Alison Weissbrot
Mar 22, 2021

Crowdsourced Facebook comments set the lyrics to a new punk song

The tech giant collaborated with BIPOC female punk band Meet Me @ The Altar on a new single, “Hit Like a Girl,” for Women’s History Month.

Crowdsourced Facebook comments set the lyrics to a new punk song

Punk rock isn't a particularly diverse genre.

That’s why as part of its ongoing Women’s History Month campaign, Facebook teamed up with all-female of color punk band Meet Me @ The Altar to create lyrics for its new single, “Hit Like a Girl.” 

The song, an anthem for female empowerment, was released on Spotify on Monday with an accompanying music video by Facebook’s in-house creative team, Creative X. 

The single was inspired by posts from women crowdsourced across Facebook’s platforms — Instagram, WhatsApp, Messenger and Facebook — with the goal of amplifying real examples of women leaning on each other for support.  

“Oftentimes, there's a stigma for women that relying on other women is a weakness,” said Kieren Sullivan, Creative X program manager. “But we're seeing on our platforms that every day, women are pushing against this perception.”

Facebook identified Meet Me @ The Altar after an extensive casting process led by an all-female team. The all-BIPOC, all-female punk band is something of an anomaly in the genre, and is pushing against stereotypes to redefine what it means to be a punk rocker. The band also uses Facebook’s platforms frequently to connect with fans.

Meet Me @ The Altar was already looking to write a female empowerment anthem when Facebook approached them with the idea, said Mona Lisa Farrokhnia, senior creative producer at Creative X.  

“We were supporting them to do something they wanted to do, which was in line with what we wanted to do creatively,” she said. “They are pushing for representation and inclusivity, which is very much aligned with what we believe.”

Once the band was selected, Facebook put a call-out on its brand Facebook page and Instagram handle for women to share comments with words of inspiration and encouragement for other women. The company then grouped the comments into themes for Meet Me @ The Altar, which used them as the basis for an original track. 

“We got hundreds of comments on these posts,” Sullivan said. “A lot of them were about support, encouragement, empowerment and being strong and confident regardless of what other people think. It’s a message we all need right now, given the last year.” 

The campaign, which was produced end-to-end by a predominantly female team, is the latest iteration of Facebook’s monthlong Women’s History Month campaign. The brand is also running a campaign called Hall of Her, featuring video spotlights of female community leaders, as well as Women x Women, which highlights anecdotes from women who have leaned on other women for support over the past year.  
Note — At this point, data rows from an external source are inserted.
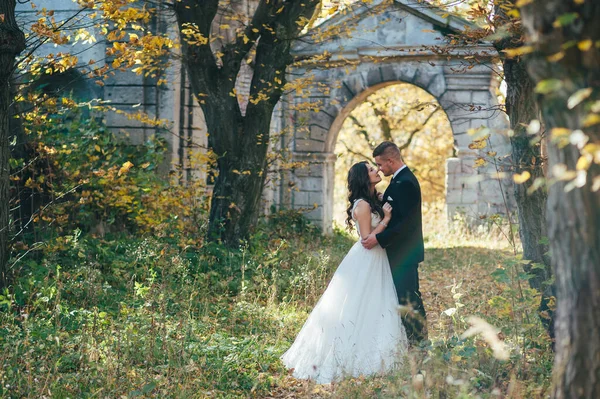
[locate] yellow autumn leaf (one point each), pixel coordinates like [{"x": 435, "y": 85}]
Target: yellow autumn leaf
[
  {"x": 578, "y": 97},
  {"x": 559, "y": 132},
  {"x": 125, "y": 168},
  {"x": 596, "y": 183},
  {"x": 479, "y": 162},
  {"x": 584, "y": 162},
  {"x": 556, "y": 57},
  {"x": 515, "y": 52},
  {"x": 585, "y": 45},
  {"x": 521, "y": 178},
  {"x": 478, "y": 145},
  {"x": 521, "y": 3},
  {"x": 591, "y": 119}
]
“We are seeing the lives of billions of people every day: what they are responding to, experiencing and feeling,” said Amanda Goodspeed, managing director at Creative X. “Making sure we're finding and telling these stories is really important.”  

Creative X is also trying to live the values it’s preaching around equality. Half of the internal agency’s leadership team is female, and 56% of the agency overall is female. As for racial diversity, Facebook has pledged that half of its workforce will come from underrepresented groups by the end of 2023, and 30% of leadership positions will be held by people of color. 

“Having an all-women team develop a campaign for Women’s History Month is really important,” Goodspeed said. “It's not as much about setting a percentage goal as making sure [our team] understands how it makes the work better.”